Clinical development programs for drugs and biological products include phased clinical trials ranging from Phase 0, 1, 2, 3, and 4.  Phase 0 study is not typically needed. Phases 1, 2, and 3 studies are typical pre-market clinical trials and Phase 4 studies are post-market clinical trials. There are a lot of articles and books discussing the clinical trial phases.

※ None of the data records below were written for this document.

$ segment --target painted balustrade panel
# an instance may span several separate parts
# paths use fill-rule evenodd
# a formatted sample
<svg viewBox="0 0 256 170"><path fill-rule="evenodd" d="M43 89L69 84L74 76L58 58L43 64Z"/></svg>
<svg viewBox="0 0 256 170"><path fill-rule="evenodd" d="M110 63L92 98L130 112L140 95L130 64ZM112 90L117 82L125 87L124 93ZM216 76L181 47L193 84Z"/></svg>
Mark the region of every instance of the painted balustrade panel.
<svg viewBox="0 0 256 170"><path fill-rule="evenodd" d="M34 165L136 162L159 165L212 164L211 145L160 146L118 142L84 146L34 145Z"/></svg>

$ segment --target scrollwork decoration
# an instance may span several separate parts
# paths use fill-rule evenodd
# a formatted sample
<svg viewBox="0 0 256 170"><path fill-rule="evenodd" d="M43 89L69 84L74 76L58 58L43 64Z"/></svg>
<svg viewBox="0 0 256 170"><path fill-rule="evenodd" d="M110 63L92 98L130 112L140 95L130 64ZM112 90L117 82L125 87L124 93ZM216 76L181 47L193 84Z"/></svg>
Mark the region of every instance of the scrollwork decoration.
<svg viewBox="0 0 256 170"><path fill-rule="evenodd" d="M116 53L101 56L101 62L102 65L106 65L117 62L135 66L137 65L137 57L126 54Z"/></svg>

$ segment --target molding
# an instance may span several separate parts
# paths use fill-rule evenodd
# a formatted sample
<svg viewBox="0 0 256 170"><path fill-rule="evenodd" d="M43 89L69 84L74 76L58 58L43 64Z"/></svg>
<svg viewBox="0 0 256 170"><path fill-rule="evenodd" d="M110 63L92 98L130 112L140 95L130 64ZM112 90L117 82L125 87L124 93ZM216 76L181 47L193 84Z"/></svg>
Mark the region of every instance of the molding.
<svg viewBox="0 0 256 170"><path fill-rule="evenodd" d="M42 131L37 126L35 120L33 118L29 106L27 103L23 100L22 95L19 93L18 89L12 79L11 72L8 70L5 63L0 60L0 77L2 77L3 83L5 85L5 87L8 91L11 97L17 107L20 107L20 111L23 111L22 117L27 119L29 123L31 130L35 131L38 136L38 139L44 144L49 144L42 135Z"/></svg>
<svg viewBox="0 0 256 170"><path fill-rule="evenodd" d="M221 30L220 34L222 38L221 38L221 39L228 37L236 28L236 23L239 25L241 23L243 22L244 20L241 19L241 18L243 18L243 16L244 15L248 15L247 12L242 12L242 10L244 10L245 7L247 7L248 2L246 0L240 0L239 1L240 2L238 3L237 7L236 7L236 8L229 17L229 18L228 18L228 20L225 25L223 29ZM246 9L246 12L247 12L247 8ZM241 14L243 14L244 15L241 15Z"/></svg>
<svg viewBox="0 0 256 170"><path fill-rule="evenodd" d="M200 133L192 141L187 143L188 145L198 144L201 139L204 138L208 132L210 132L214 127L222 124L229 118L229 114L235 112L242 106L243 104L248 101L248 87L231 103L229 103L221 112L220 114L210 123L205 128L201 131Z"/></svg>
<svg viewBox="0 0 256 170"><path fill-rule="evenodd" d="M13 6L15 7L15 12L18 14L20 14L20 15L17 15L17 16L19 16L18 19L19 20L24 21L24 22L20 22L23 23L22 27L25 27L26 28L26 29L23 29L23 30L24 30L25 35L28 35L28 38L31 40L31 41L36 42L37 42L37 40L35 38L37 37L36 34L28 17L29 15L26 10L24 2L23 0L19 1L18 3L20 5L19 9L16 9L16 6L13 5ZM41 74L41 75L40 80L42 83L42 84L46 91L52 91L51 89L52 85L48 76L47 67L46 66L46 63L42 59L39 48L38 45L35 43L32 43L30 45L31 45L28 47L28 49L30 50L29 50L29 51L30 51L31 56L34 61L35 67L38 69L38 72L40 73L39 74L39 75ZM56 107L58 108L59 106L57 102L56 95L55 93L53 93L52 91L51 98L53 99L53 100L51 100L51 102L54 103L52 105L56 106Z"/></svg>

I borrowed some illustrations/slides from FDA's 'Clinical Research Phase Studies" and other web resources:

Phase 0 Clinical Trials:

• Phase 0 trials, also known as exploratory or pre-phase I trials, involve a small number of participants (usually fewer than 15) and are conducted very early in the drug development process.
• The primary goal of Phase 0 trials is to gather preliminary data on how the drug behaves in the human body, including its pharmacokinetics (how the drug is absorbed, distributed, metabolized, and excreted).
• These trials may involve administering subtherapeutic doses of the drug to minimize risks to participants while still providing valuable insight

Phase 1 Clinical Trials:

• Phase 1 trials are the first stage of testing in humans and typically involve a small number of healthy volunteers (or sometimes patients with the target condition).
• The main objectives of Phase 1 trials are to evaluate the safety and tolerability of the drug, determine its pharmacokinetics and pharmacodynamics, and establish an initial dose range for further testing.
• These trials are designed to identify any potential adverse effects and to determine the most appropriate dosage for subsequent studies.
  

Phase 2 Clinical Trials:

• Phase 2 trials involve a larger group of patients (typically several hundred) who have the condition or disease that the drug is intended to treat.
• The primary objectives of Phase 2 trials are to further assess the safety and efficacy of the drug, explore different dosages and dosing regimens, and gather preliminary data on the drug's effectiveness in treating the target condition.
• These trials help to provide more information about the drug's potential benefits and risks and inform the design of larger, more definitive Phase 3 trials

Phase 3 Clinical Trials:

• Phase 3 trials are large-scale studies that involve hundreds to thousands of patients and are designed to provide definitive evidence of the drug's safety and efficacy.
• The main goals of Phase 3 trials are to confirm the effectiveness of the drug in treating the target condition, further evaluate its safety profile, and compare it to existing treatments or placebo.
• Phase 3 trials are crucial for obtaining regulatory approval from health authorities such as the FDA (Food and Drug Administration) in the United States or the EMA (European Medicines Agency) in Europe.

Phase 4 Clinical Trials:

• Phase 4 trials, also known as post-marketing surveillance trials or post-approval studies, are conducted after a drug has been approved for marketing and made available to the general population.
• These trials continue to monitor the drug's safety and effectiveness in real-world settings, identify any rare or long-term adverse effects, and gather additional information about its optimal use.
• Phase 4 trials play a critical role in ensuring the ongoing safety and efficacy of medications after they have been approved for widespread use.

Overall, phased clinical trials are an essential part of the drug development process, providing valuable data at each stage to inform decision-making and ultimately bring safe and effective treatments to patients.